Résultats : Toutes les lésions ont été découvertes fortuitement, 1 à 16 ans après la fin de traitement, sans contexte d'évolutivité tumorale. 5 enfants avaient été traités par chimiothérapie intensive avec greffe de moelle, 4 avaient présenté une maladie veino-occlusive au cours du traitement. La TDM identifiait 2,5 fois plus de lésions que l'échographie. Les lésions étaient uniques 2/7, ou multiples 5/7, mesurant 5 à 30 mm, hypoéchogènes 10/25, ou isoéchogènes 15/25. Toutes étaient hypervascularisées au temps artériel en TDM, et 3/10 en Doppler. 2 nodules/32 comportaient une artériole centrale, et 2/32 une cicatrice centrale en TDM. Une origine métastatique a été infirmée dans tous les cas.
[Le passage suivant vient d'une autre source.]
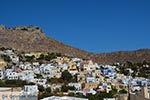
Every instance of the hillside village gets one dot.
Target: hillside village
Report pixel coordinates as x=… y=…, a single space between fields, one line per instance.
x=53 y=76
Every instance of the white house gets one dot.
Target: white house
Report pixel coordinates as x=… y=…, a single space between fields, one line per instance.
x=78 y=86
x=27 y=75
x=90 y=80
x=31 y=89
x=12 y=75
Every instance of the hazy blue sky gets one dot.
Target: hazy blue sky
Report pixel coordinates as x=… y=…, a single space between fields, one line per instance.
x=92 y=25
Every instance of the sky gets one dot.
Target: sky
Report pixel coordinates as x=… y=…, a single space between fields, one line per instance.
x=92 y=25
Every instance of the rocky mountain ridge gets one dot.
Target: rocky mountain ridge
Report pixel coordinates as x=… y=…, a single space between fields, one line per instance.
x=33 y=39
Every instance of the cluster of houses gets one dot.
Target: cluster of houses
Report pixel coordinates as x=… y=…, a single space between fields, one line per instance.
x=91 y=77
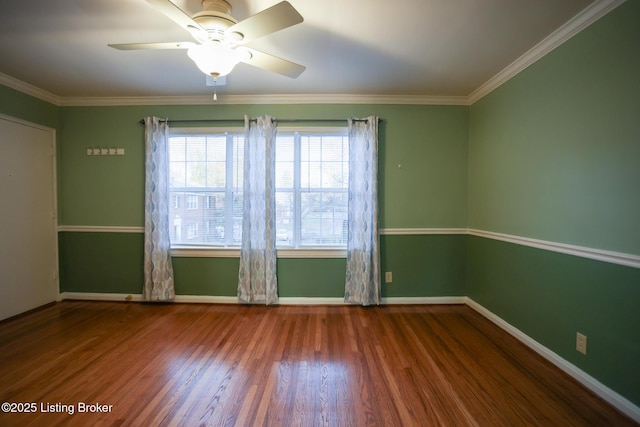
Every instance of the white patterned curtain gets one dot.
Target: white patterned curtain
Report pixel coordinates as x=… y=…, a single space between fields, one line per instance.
x=158 y=271
x=362 y=284
x=257 y=281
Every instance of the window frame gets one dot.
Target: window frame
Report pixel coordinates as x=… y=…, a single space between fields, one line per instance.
x=207 y=250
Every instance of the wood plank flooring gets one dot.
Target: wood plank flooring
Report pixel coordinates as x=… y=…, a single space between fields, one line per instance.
x=196 y=364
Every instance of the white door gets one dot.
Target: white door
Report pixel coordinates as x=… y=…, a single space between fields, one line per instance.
x=28 y=235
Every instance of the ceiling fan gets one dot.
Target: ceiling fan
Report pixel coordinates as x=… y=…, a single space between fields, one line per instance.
x=220 y=38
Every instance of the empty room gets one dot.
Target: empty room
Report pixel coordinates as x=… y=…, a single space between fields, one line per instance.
x=320 y=213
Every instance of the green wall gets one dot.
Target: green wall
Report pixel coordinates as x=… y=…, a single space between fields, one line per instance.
x=554 y=155
x=423 y=183
x=428 y=142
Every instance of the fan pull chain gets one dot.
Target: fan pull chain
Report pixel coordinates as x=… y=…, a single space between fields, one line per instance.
x=215 y=86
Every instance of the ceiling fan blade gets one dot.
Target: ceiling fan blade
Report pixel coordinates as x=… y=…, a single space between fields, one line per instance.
x=270 y=62
x=275 y=18
x=152 y=46
x=178 y=16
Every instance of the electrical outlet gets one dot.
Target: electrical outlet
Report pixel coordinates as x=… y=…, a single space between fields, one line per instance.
x=581 y=343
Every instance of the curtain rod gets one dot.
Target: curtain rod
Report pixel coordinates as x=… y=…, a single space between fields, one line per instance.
x=242 y=120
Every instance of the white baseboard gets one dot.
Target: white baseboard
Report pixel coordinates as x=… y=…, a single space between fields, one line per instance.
x=423 y=300
x=616 y=400
x=88 y=296
x=98 y=296
x=613 y=398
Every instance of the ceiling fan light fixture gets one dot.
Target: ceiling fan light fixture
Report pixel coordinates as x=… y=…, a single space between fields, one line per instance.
x=213 y=59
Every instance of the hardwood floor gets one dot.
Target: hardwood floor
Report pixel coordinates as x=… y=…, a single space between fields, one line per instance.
x=192 y=364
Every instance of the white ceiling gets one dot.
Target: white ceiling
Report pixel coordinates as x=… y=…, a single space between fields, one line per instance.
x=446 y=48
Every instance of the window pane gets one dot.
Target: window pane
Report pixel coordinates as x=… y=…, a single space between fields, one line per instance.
x=284 y=161
x=177 y=149
x=177 y=174
x=236 y=237
x=217 y=148
x=216 y=174
x=238 y=161
x=196 y=174
x=196 y=148
x=197 y=217
x=284 y=218
x=323 y=218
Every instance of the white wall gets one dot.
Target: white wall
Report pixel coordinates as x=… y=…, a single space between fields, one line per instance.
x=28 y=236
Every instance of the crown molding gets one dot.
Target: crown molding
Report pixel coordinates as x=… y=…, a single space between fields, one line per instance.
x=572 y=27
x=29 y=89
x=582 y=20
x=264 y=99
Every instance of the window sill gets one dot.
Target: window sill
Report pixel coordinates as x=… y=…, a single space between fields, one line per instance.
x=213 y=252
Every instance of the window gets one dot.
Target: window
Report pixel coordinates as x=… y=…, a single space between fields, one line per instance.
x=311 y=187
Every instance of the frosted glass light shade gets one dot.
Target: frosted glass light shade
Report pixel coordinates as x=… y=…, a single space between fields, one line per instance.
x=213 y=60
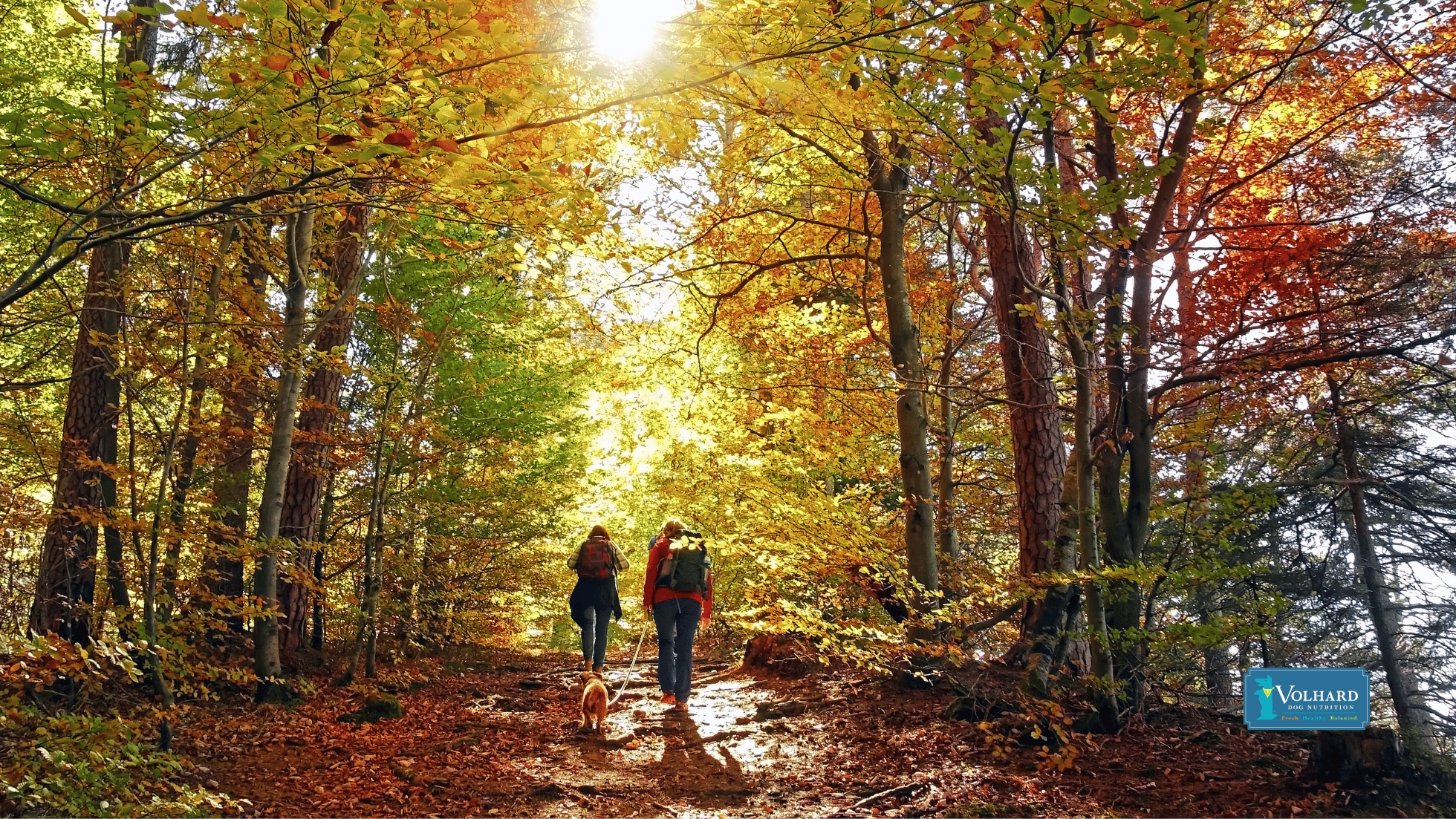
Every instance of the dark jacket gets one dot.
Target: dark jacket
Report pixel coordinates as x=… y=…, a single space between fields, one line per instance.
x=596 y=593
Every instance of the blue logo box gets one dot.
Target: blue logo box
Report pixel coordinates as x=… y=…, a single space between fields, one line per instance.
x=1307 y=699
Conclusion : Des nodules hépatiques hypervascularisés peuvent apparaître à distance du traitement d'une tumeur maligne. L'hypothèse de lésions hépatocytaires bénignes secondaires au traitement est envisagée.
ABCES APPENDICULAIRE SOUS HEPATIQUE COMPLIQUANT UNE APPENDICITE NEONATALE
Auteurs : C Sembely, H Joly-Marquesuzaa, H Lardy, M Boscq, M Robert, D Sirinelli - Tours - France
Les auteurs rapportent l'observation d'un nouveau-né prématuré (34 SA) qui présente à J13 une altération subite de l'état général, associée à un ballonnement abdominal douloureux et un syndrome inflammatoire biologique. Deux jours plus tard, l'examen clinique retrouve une masse sous hépatique dont l'échographie précise le caractère hétérogène, mal limité, entre le côlon transverse et le foie. Il existe entre la masse et la fosse iliaque droite, une petite structure tubulée à paroi épaisse, d'origine digestive.
Les trois diagnostics évoqués sont alors, la duplication digestive, l'appendicite compliquée ou la perforation sur ECUN.
Le diagnostic final, per opératoire, est celui d'abcès appendiculaire sous hépatique sur appendicite rétrocaecale. Les suites opératoires sont simples.
L'appendicite néonatale (AN) est une affection rare dont le pronostic souvent fatal est généralement lié au retard diagnostique. L'imagerie conventionnelle est peu contributive et le diagnostic final repose essentiellement sur la laparotomie. Après une revue de la littérature, les auteurs rappellent les données physiopathologiques de l'AN et insistent sur l'utilité dans leur observation, de l'examen ultrasonographique.